In today’s Data Science hyped world, organizations are increasingly looking for answers from the data they collect. The good news is, this means more business leaders are turning towards data-driven decision making. Unfortunately though, this often turns into you as a Data Analyst / Scientist going on a wild goose chase for answers that may or may not be in the data.
"Often, one looks at available data and tries to discern patterns. But is the pattern for real, or just the product of data snooping — that is, extensive hunting through the data until something interesting emerges? There is a saying among statisticians: “If you torture the data long enough, sooner or later it will confess.”
 Peter Bruce & Andrew Bruce, Practical Statistics for Data Scientists: 50 Essential Concepts (2017), O’Reilly Media, Inc.
As Data Analysts and Scientists, our job is not only to write the code and tell the story of the data but to set the expectations of our leadership and business stakeholders. We are the gatekeepers between the two worlds of data and business, and we must speak both languages fluently.
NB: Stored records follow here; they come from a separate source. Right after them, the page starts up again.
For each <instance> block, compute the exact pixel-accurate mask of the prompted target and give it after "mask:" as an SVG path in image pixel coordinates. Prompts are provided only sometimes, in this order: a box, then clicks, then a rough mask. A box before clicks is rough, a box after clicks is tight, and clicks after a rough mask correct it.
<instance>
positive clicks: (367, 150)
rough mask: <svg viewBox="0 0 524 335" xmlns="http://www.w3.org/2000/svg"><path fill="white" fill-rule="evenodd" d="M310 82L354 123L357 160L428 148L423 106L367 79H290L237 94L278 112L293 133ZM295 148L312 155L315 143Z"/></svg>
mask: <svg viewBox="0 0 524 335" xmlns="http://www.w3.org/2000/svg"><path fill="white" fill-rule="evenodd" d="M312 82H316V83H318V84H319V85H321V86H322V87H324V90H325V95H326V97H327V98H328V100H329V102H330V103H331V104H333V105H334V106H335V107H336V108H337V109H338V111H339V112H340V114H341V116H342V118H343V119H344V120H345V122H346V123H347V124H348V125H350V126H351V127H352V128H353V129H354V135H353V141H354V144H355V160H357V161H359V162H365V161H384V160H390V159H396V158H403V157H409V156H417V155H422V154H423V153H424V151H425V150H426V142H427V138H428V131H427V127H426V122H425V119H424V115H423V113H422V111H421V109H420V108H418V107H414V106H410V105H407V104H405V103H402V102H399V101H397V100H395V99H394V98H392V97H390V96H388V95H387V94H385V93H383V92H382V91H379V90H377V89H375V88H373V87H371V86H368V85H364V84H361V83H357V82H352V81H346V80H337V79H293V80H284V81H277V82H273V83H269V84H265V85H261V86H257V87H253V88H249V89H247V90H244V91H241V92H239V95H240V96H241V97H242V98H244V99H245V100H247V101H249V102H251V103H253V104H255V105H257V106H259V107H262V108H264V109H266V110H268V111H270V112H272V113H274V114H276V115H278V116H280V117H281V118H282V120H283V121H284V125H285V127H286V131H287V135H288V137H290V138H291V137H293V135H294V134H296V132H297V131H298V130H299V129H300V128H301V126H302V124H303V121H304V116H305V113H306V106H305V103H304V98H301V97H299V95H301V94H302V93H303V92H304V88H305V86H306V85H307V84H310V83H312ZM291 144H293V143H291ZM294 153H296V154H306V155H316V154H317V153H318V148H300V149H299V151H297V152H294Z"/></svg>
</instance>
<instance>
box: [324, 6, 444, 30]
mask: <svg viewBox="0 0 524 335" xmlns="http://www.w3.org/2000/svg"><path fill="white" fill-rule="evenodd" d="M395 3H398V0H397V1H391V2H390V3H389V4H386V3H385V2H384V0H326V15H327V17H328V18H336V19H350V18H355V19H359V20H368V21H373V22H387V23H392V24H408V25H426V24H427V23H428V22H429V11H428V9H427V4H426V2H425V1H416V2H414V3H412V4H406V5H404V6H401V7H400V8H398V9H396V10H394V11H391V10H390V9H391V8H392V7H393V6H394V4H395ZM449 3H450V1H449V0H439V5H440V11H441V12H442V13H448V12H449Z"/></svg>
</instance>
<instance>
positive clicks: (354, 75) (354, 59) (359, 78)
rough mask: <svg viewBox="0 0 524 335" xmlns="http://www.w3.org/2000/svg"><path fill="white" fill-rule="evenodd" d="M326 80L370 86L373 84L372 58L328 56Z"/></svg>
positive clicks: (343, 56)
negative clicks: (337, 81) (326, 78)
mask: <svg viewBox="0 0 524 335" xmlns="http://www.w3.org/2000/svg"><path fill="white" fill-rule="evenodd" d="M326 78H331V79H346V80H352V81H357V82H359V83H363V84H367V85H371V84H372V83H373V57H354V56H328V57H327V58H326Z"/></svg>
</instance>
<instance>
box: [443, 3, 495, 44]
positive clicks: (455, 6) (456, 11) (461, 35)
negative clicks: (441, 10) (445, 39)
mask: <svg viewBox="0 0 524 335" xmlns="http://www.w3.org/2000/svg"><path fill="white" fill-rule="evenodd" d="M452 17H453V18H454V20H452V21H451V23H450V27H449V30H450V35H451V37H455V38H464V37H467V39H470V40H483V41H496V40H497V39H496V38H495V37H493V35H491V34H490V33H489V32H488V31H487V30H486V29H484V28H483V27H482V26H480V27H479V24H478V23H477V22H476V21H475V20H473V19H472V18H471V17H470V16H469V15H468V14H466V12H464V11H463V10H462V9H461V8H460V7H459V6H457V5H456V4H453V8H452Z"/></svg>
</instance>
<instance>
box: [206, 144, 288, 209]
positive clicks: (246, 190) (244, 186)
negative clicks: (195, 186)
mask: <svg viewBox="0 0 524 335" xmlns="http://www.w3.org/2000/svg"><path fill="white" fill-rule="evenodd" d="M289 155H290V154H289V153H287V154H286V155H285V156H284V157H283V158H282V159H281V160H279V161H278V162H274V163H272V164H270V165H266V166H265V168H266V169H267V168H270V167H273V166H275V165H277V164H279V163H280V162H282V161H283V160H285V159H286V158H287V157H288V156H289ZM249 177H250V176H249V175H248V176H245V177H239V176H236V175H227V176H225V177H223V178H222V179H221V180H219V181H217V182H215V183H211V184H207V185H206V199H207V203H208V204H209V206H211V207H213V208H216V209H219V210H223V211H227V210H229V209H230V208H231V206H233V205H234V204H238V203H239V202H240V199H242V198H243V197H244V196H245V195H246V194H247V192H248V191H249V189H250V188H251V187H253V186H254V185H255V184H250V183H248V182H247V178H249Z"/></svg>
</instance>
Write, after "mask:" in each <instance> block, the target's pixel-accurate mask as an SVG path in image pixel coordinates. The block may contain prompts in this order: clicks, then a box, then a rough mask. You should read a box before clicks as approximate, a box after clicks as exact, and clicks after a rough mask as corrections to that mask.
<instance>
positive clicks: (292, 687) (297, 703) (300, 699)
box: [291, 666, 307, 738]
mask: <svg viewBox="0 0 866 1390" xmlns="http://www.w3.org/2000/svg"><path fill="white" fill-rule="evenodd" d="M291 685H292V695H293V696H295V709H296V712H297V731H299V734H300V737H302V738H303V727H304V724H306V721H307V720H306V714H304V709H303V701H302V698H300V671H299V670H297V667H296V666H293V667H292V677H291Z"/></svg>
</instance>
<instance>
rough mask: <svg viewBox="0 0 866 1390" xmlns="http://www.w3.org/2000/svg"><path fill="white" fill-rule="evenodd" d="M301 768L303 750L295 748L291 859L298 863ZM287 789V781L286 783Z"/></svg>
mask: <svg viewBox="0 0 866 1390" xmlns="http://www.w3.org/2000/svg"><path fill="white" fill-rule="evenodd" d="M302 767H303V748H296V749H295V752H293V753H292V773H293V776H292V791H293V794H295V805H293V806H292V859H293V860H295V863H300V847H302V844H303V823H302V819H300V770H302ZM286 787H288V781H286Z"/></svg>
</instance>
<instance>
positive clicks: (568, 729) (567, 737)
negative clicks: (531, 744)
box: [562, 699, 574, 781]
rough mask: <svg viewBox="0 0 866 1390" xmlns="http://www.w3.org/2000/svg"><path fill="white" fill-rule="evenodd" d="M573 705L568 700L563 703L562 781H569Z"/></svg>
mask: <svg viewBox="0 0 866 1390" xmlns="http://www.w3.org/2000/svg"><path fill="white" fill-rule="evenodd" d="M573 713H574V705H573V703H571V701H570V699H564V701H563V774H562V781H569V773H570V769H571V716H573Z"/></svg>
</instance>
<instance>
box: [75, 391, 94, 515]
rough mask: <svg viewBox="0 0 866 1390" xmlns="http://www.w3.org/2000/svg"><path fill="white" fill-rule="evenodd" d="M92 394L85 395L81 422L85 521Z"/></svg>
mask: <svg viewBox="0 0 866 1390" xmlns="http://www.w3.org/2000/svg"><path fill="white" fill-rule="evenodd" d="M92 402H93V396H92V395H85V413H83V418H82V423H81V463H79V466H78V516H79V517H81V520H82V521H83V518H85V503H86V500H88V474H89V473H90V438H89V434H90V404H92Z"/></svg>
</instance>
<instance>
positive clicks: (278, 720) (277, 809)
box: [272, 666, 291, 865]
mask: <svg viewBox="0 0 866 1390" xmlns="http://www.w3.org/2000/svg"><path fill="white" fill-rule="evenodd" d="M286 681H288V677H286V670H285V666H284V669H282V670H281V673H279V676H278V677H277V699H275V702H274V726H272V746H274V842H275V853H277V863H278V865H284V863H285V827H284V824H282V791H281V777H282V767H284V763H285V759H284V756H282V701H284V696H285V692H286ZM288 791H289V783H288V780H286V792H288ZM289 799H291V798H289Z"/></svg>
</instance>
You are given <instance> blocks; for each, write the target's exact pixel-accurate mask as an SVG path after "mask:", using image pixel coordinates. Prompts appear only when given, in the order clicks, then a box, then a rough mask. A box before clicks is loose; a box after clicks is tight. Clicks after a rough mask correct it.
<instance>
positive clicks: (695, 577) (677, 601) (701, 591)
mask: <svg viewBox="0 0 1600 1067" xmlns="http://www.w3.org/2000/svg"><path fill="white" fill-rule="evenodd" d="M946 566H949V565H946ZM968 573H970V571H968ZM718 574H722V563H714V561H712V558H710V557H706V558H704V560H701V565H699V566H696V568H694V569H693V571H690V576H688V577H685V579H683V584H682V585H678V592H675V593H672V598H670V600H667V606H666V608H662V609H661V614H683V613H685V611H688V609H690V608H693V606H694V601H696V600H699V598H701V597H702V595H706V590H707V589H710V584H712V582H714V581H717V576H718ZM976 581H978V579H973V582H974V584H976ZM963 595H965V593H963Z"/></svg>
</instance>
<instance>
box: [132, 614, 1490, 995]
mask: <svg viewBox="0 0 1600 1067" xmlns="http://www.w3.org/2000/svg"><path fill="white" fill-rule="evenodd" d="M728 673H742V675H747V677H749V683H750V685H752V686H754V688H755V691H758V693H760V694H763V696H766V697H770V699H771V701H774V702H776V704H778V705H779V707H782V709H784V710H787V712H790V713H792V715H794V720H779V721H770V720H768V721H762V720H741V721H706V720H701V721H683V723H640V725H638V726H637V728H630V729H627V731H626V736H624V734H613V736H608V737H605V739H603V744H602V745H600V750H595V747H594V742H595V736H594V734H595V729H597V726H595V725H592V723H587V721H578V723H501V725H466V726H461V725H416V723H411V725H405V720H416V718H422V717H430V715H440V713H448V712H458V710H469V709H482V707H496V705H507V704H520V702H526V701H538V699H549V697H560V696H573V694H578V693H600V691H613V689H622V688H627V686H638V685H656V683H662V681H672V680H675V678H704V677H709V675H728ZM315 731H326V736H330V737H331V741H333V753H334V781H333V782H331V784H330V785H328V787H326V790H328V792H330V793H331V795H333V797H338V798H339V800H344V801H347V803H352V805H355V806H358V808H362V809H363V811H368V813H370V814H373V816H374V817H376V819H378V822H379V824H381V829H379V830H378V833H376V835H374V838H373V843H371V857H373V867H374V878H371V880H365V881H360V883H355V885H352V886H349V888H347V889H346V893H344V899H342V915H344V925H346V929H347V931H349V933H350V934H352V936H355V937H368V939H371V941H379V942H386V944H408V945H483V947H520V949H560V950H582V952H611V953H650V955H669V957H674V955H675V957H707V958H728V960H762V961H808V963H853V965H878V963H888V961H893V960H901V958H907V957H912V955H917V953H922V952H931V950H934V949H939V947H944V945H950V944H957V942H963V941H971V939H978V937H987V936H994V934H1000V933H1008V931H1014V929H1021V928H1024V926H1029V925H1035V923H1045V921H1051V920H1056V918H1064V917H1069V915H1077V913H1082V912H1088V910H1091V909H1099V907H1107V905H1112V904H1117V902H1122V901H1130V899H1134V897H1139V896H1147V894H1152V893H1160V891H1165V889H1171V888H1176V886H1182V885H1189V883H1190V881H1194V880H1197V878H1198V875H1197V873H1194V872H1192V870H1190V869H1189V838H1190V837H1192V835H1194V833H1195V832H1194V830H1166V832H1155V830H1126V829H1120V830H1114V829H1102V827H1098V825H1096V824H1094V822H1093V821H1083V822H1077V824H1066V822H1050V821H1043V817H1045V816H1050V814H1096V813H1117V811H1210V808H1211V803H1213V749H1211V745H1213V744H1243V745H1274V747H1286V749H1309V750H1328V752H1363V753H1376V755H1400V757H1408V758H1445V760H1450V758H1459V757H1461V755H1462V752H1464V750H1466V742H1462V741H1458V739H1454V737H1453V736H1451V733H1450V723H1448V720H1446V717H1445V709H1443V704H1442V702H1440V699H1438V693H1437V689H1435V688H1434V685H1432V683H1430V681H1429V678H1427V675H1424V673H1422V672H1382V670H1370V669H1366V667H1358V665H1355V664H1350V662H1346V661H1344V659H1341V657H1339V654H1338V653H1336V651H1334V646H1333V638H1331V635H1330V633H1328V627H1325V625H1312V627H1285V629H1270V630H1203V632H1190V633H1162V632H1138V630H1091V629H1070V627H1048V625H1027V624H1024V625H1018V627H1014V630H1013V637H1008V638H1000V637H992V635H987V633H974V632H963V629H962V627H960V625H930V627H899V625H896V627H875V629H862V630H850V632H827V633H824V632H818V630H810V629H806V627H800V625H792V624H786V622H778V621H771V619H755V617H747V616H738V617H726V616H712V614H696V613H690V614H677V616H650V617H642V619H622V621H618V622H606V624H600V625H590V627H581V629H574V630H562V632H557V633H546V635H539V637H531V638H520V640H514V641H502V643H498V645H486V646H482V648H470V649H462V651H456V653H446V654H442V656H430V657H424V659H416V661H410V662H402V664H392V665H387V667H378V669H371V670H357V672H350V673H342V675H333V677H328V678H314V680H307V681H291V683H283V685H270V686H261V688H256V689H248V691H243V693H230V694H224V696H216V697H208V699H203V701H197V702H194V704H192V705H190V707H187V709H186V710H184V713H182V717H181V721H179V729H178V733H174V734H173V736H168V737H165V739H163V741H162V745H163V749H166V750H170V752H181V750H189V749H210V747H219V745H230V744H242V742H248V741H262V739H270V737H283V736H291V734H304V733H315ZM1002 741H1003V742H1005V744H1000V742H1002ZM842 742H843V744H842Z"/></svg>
Before doing any analysis, we must first understand the problems our clients (internal or external) are facing. Specifically, what business decisions are they trying to answer and what value will our analysis bring? Too often the thought process is “if we get the data to the right people and have them look through it long enough, all our problems will be solved”. This is a false hope and often leads to time spent writing code and building visualizations that will eventually be thrown away. That is the best-case scenario. Worse, and more costly, is having your client using these analyses to make decisions for their business.
The term “GIGO” (Garbage In, Garbage Out) is often used within the data community. We know that if data was collected without a good design of experiment, or if the data is incomplete, the results will be, well, garbage. The same mantra applies to the process of the Analysis Lifecycle: unclear, non-pointed, or nonexistent business questions will result in bad analyses and therefore bad business decisions.
It is our job as the gatekeeper to slow down the desire to get to the results as fast as possible. It is our job to sit down with our clients and help them pinpoint what exact questions they want to be answered. Only then should we look through the data available to us to determine if this question can be partially or fully answered at all. This should all be done without writing a single line of code. Without this important step in the Data Analysis Lifecycle, we are leading our clients down a road where they believe they are informed, but in reality, we are just spreading misinformation. As this relationship between the business and the analyst goes unchecked, the effect will only be amplified.
To lead our clients down the right path, we need to take a step back from the technology and start to understand their world. The Data Analysis Lifecycle can help us do that. It’s a framework that I use to make sure I’m not spending countless hours building something that won’t be used or used for the wrong reason. Whenever I have a new client or a new ask from my current client, I step through this process.
You’ll notice that only one of the steps in the Data Analysis Lifecycle involves the actual analysis. I am not minimizing the effort it takes to do an analysis; I am showing that the analysis itself — no matter how difficult or long the process is — is just one piece that fits into the bigger puzzle. Continue to hone your technical skills and keep up to date on the latest technology — but also understand that our job is more than just writing code and building visualizations.
If you follow these steps, you will begin to see a new relationship to develop with your client. They will start to see you’re capable of more than just analysis, and the process of being thrown down the rabbit hole with the mantra “just look through the data until you find something interesting” will eventually come to an end.